La commission constate que si, avant l'intervention du décret du 6 mai 2017, les tables ne devaient mentionner que la date de l’acte de naissance, et le nom de la personne, la pratique montre que la tenue de ces documents n'était pas homogène et que les services ne se limitaient pas nécessairement aux informations prévues par la réglementation. Il n'est ainsi pas rare que les services de l'état civil apposent sur les tables de naissance des mentions relatives à la filiation par une abréviation ou les noms et prénoms des parents.
La commission souligne que les mentions relatives à la filiation d'une personne relèvent de sa vie privée et qu'il ne peut être déduit des dispositions de la loi du 15 juillet 2008 que le législateur a entendu que des informations autres que celles qu'il a expressément mentionnées, à savoir le nom et la date de l'acte, soient communicables sans délai aux tiers.
La commission précise en conséquence que les tables annuelles et décennales sont, dès leur élaboration, librement communicables à toute personne qui les demande, en application de l'article L311-1 du code des relations entre le public et l'administration, à condition qu'elles ne comprennent pas d'autres informations personnelles que le nom des personnes concernées et la date ou le numéro de l'acte.
Les autres mentions, s'il en existe, qui relèvent de la vie privée des personnes intéressées, ne sont communicables qu'à ces dernières chacune en ce qui la concerne en application des dispositions de l'article L311-6 du code des relations entre le public et l'administration et ne deviendront librement communicables, en application du 3° de l'article L213-2 du code du patrimoine, qu'à l'issue d'un délai de 50 ans à compter du dernier acte qui y est transcrit.
Il appartient, dès lors, en application de l'article L311-7 du même code, à l'administration d'occulter ces mentions avant de communiquer les tables aux tiers.
II. Sur la conciliation entre le code des relations entre le public et l'administration et le RGPD
S'agissant ensuite de la conciliation du droit d’accès aux documents administratifs avec l’obligation faite aux administrations de veiller à la protection des données personnelles que ceux-ci sont susceptibles de contenir conformément au règlement n° 2016/679 du Parlement européen et du Conseil du 27 avril 2016 relatif à la protection des personnes physiques à l'égard du traitement des données à caractère personnel et à la libre circulation de ces données (dit règlement général sur la protection des données « RGPD »).
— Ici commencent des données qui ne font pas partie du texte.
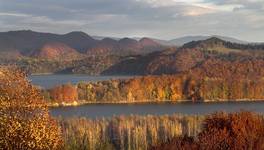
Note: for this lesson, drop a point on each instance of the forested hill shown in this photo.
(212, 57)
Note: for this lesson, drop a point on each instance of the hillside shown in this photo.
(27, 41)
(74, 52)
(56, 51)
(189, 56)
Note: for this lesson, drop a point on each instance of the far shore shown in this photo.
(83, 102)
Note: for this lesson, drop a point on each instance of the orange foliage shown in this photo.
(24, 121)
(64, 93)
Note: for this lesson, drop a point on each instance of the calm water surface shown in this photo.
(108, 110)
(50, 80)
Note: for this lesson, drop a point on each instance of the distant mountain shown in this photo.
(27, 41)
(56, 51)
(190, 55)
(183, 40)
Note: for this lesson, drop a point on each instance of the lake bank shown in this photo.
(189, 108)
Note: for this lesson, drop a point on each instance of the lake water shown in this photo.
(108, 110)
(50, 80)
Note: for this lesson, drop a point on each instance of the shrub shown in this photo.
(24, 119)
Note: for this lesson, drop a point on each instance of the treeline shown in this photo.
(91, 65)
(127, 133)
(159, 88)
(222, 131)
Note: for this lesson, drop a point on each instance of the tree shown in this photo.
(24, 119)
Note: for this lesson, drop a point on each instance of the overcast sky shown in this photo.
(164, 19)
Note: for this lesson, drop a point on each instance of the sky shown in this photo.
(163, 19)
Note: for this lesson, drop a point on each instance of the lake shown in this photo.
(50, 80)
(109, 110)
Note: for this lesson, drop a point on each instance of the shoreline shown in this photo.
(82, 102)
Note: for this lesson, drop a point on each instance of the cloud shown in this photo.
(159, 18)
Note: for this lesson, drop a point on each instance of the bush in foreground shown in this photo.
(24, 119)
(222, 131)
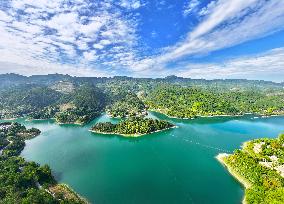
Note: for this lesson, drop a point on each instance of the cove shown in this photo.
(174, 166)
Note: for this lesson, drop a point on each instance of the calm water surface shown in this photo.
(175, 166)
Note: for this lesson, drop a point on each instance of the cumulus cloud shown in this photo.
(190, 7)
(66, 32)
(94, 35)
(267, 65)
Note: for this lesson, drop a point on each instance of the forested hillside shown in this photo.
(27, 182)
(79, 100)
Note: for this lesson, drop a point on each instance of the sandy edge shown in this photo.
(220, 157)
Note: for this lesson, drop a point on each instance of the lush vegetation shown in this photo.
(132, 126)
(189, 102)
(27, 182)
(260, 163)
(129, 106)
(79, 100)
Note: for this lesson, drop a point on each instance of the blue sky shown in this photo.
(144, 38)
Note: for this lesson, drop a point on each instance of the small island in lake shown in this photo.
(27, 182)
(132, 127)
(259, 166)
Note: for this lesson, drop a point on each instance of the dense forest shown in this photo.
(133, 126)
(129, 106)
(189, 102)
(27, 182)
(80, 99)
(261, 164)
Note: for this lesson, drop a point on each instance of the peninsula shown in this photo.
(27, 182)
(259, 166)
(132, 127)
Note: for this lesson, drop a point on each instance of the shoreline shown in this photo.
(245, 183)
(131, 135)
(216, 116)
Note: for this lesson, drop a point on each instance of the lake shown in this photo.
(174, 166)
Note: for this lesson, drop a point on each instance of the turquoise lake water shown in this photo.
(174, 166)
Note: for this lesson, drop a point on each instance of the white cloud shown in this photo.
(239, 24)
(57, 31)
(268, 65)
(190, 7)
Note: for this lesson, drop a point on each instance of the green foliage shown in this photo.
(22, 100)
(133, 126)
(21, 181)
(189, 102)
(267, 185)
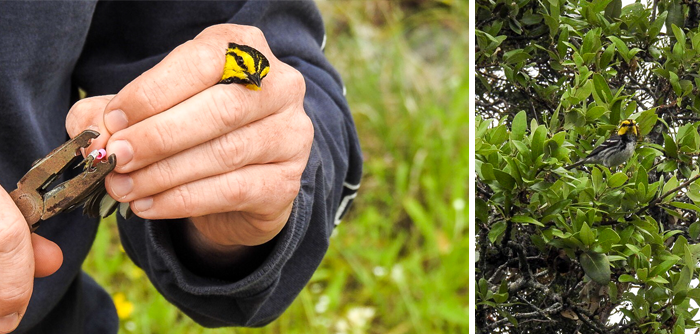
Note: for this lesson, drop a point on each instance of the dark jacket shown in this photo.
(50, 49)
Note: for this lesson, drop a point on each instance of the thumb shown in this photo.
(16, 264)
(88, 114)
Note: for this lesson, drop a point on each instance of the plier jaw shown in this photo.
(37, 203)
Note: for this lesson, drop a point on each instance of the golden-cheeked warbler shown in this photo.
(616, 150)
(244, 65)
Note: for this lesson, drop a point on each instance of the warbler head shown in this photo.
(628, 127)
(244, 65)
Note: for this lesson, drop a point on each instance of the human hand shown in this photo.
(23, 256)
(227, 157)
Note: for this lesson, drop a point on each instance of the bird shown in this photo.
(616, 150)
(244, 65)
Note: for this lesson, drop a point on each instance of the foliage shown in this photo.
(593, 249)
(398, 262)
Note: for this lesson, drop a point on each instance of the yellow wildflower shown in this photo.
(124, 307)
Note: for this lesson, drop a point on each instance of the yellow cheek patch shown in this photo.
(264, 72)
(244, 65)
(232, 70)
(248, 60)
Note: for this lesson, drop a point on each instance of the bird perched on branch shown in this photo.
(616, 150)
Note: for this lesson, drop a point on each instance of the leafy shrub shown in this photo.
(591, 249)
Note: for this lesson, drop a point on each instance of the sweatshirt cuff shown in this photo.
(165, 261)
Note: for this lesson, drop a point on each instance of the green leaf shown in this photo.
(617, 180)
(694, 230)
(622, 48)
(670, 185)
(586, 235)
(679, 34)
(497, 230)
(526, 220)
(596, 266)
(537, 143)
(504, 179)
(607, 55)
(658, 279)
(686, 206)
(515, 56)
(607, 238)
(519, 126)
(675, 15)
(602, 88)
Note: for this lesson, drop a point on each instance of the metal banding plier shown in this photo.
(37, 203)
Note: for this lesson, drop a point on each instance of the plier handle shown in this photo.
(37, 203)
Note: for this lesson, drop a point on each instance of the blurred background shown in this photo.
(398, 263)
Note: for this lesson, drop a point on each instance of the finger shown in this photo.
(48, 257)
(189, 69)
(16, 263)
(87, 114)
(210, 114)
(280, 137)
(261, 189)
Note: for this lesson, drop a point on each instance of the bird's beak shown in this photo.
(256, 80)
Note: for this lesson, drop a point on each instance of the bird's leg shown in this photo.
(88, 162)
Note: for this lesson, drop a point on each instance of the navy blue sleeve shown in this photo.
(126, 39)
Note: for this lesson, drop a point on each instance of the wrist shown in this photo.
(207, 258)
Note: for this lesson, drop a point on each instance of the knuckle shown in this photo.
(234, 189)
(228, 151)
(149, 95)
(202, 62)
(160, 138)
(226, 112)
(183, 199)
(163, 175)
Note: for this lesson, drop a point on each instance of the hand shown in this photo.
(225, 156)
(23, 256)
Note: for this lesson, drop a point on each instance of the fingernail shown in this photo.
(121, 185)
(143, 204)
(9, 322)
(115, 120)
(123, 150)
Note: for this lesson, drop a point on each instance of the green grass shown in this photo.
(399, 262)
La commission rappelle que la consultation, la communication par transmission, la diffusion ou toute autre forme de mise à disposition portant sur des données à caractère personnel constituent un traitement de données au sens de l'article 2 de la loi n° 78-17 du 6 janvier 1978 relative à l'informatique, aux fichiers et aux libertés (« loi CNIL ») et de l’article 4 du RGPD. Une administration répondant à une demande d’accès à un document administratif contenant des données de cette nature doit ainsi être regardée comme un responsable de traitement. Ainsi que la CNIL l'a précisé, l'administration est toutefois dispensée de requérir, avant toute communication ou publication, le consentement préalable des personnes concernées, en principe exigé par l'article 7 de la loi CNIL et l'article 6 du RGPD, dès lors qu'il s'agit, pour elle, de respecter l'obligation légale de procéder à la communication de documents administratifs découlant du livre III du code des relations entre le public et l'administration ou, le cas échéant, d'autres dispositions législatives particulières, telles que, par exemple, l'article L2121-26 du code général des collectivités territoriales.
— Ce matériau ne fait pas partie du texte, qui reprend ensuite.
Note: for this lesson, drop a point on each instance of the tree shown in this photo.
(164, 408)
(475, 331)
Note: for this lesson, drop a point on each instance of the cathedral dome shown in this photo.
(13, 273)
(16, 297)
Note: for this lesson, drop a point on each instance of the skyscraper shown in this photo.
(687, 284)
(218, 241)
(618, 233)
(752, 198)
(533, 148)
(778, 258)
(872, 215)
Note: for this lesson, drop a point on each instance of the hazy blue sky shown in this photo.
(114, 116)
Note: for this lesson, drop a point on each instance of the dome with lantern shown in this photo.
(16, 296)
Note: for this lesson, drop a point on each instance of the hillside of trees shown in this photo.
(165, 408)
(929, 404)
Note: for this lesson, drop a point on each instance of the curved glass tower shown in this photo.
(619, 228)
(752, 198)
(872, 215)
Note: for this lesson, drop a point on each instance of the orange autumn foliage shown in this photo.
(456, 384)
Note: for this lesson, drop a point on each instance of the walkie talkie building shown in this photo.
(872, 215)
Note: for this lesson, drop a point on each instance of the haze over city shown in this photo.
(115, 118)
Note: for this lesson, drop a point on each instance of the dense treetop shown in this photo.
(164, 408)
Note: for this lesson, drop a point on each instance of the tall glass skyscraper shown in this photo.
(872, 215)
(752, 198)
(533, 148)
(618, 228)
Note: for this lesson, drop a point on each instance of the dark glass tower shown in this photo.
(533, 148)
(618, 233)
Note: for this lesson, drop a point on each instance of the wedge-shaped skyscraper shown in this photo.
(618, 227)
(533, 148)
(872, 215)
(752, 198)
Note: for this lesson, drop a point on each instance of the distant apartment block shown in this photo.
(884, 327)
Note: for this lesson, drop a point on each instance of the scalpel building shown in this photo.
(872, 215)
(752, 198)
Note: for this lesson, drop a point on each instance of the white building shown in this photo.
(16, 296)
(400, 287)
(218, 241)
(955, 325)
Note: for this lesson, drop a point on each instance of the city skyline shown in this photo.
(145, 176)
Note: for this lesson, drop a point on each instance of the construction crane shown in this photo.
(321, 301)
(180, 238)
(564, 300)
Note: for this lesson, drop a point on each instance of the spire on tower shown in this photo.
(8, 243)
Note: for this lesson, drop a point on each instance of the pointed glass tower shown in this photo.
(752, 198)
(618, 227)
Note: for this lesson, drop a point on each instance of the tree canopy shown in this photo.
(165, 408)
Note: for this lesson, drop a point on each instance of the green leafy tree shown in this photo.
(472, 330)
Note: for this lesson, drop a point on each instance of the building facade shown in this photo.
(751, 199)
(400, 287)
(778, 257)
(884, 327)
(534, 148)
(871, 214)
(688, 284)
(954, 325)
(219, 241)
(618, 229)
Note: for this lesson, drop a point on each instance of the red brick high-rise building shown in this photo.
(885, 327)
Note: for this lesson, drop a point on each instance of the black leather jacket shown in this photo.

Ceci étant posé, l'entrée en vigueur du RGPD n'a pas entraîné de modification des dispositions du code des relations entre le public et l'administration relatives au droit d'accès aux documents administratifs comportant des données personnelles, ainsi que le prévoit d'ailleurs l'article 86 du RGPD aux termes duquel : « Les données à caractère personnel figurant dans des documents officiels détenus par une autorité publique ou par un organisme public ou un organisme privé pour l'exécution d'une mission d'intérêt public peuvent être communiquées par ladite autorité ou ledit organisme conformément au droit de l'Union ou au droit de l'État membre auquel est soumis l'autorité publique ou l'organisme public, afin de concilier le droit d'accès du public aux documents officiels et le droit à la protection des données à caractère personnel au titre du présent règlement. ».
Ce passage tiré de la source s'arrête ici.